All'ospedale civile di Verona iniziava la lunga battaglia per la vita di Mario Riva. Per una intera settimana si alternarono notizie preoccupanti e rassicuranti, cadute e riprese, arrivo di nuovi medicinali e mancate intuizioni. La cartella clinica del presentatore si presentava più critica del previsto già in partenza.


Morì il 1 settembre, epitaffio di un anno che già aveva visto la prematura scomparsa di Fausto Coppi e Fred Buscaglione tre miti che con la loro scomparsa entrarono nella leggenda. Due giorni dopo, il 3 settembre, la salma arrivò a Roma. Nella chiesa del Sacro Cuore di Maria, a piazza Euclide, c'erano duecentocinquantamila persone.

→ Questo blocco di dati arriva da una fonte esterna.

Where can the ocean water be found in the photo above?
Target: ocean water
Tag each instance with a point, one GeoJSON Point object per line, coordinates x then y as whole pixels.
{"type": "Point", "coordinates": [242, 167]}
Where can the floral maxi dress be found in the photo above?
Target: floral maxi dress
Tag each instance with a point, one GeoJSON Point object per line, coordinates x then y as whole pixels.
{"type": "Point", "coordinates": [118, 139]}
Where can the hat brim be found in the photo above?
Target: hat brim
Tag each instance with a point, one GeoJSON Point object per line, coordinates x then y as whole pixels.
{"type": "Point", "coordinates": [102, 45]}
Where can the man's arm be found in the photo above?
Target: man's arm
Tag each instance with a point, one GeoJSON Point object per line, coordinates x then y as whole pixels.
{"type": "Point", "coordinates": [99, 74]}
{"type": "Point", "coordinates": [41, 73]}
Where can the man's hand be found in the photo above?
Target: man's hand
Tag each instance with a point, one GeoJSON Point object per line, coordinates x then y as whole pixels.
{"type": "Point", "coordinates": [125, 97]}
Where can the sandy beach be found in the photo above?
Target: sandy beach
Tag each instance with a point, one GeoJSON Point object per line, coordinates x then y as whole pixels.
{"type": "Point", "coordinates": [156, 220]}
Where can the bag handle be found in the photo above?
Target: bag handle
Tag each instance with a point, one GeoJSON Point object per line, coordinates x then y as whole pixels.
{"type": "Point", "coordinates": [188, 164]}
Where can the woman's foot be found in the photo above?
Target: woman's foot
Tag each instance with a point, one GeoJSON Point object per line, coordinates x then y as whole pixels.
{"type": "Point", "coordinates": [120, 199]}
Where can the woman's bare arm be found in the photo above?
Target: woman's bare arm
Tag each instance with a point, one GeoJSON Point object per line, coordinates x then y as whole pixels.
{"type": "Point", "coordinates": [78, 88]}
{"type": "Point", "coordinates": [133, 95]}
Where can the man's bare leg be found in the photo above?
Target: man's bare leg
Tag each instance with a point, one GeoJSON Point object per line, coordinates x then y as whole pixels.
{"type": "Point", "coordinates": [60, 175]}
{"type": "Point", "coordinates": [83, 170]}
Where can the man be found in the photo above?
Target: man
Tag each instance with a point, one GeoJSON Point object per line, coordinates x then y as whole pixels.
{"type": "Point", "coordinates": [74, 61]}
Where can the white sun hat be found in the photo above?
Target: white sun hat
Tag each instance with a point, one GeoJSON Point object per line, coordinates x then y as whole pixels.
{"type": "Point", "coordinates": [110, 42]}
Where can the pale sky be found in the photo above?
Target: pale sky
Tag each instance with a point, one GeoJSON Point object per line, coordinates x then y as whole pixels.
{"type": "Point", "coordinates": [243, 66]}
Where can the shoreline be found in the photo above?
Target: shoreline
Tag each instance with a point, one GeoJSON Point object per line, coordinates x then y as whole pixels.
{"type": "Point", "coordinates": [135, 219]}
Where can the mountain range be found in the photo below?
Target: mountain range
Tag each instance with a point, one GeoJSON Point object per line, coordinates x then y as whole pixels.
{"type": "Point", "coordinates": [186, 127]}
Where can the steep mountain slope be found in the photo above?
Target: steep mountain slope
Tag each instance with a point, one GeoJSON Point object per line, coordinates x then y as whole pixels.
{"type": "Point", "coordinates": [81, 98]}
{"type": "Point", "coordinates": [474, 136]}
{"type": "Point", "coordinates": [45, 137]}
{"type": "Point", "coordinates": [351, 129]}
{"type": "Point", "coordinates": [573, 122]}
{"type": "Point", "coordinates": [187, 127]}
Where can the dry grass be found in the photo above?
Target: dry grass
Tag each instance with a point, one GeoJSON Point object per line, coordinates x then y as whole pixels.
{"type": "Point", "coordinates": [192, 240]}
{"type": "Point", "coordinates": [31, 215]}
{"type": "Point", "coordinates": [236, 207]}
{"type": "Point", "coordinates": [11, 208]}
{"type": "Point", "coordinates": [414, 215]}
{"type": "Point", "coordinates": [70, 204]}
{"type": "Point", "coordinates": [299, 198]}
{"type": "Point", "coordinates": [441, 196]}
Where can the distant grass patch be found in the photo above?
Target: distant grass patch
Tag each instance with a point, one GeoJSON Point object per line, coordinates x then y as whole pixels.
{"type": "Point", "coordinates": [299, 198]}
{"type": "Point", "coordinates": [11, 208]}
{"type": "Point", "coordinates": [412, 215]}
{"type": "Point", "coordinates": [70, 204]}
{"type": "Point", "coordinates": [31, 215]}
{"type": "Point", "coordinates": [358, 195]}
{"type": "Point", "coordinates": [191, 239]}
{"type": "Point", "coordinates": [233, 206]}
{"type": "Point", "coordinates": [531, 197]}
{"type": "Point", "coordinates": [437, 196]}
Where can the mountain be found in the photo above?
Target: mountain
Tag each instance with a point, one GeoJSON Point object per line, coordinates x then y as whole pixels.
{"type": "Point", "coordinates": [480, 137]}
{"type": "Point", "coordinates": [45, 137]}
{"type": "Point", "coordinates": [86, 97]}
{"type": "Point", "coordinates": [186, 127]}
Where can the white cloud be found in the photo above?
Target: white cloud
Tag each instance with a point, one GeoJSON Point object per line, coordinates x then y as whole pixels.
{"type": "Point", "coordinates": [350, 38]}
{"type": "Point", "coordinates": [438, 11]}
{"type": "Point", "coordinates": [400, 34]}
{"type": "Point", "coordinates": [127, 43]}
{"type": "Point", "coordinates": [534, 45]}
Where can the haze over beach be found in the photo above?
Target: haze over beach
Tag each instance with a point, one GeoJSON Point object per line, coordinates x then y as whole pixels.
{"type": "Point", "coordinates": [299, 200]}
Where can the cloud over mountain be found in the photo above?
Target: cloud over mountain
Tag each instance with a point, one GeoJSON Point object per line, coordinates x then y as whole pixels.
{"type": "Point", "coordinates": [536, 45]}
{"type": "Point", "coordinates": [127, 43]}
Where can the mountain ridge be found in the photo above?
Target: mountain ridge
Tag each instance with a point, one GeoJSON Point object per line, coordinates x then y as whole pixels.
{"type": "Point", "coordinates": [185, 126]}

Il mondo dello spettacolo al gran completo (Aldo Fabrizi, Maurzio Arena, NinoTaranto, Gino Cervi, Alberto Sordi, Nino Manfredi) e una folla di sinceri appassionati fin dalle prime ore del mattino ad aspettare, sotto un caldo asfissiante, il feretro che arrivò solo alle due di pomeriggio, quando il termometro sfiorava i quaranta gradi. 

Mario era nato a Roma nel 1913, vero nome Mariuccio Bonavolontà, aveva alle spalle una robusta carriera di attore comico: giovanissimo negli anni '40 aveva esordito con spettacoli per i soldati italiani; nell'immediato dopoguerra era passato all'avanspettacolo e subito dopo, per tutti gli anni '50, nella rivista e nella commedia musicale.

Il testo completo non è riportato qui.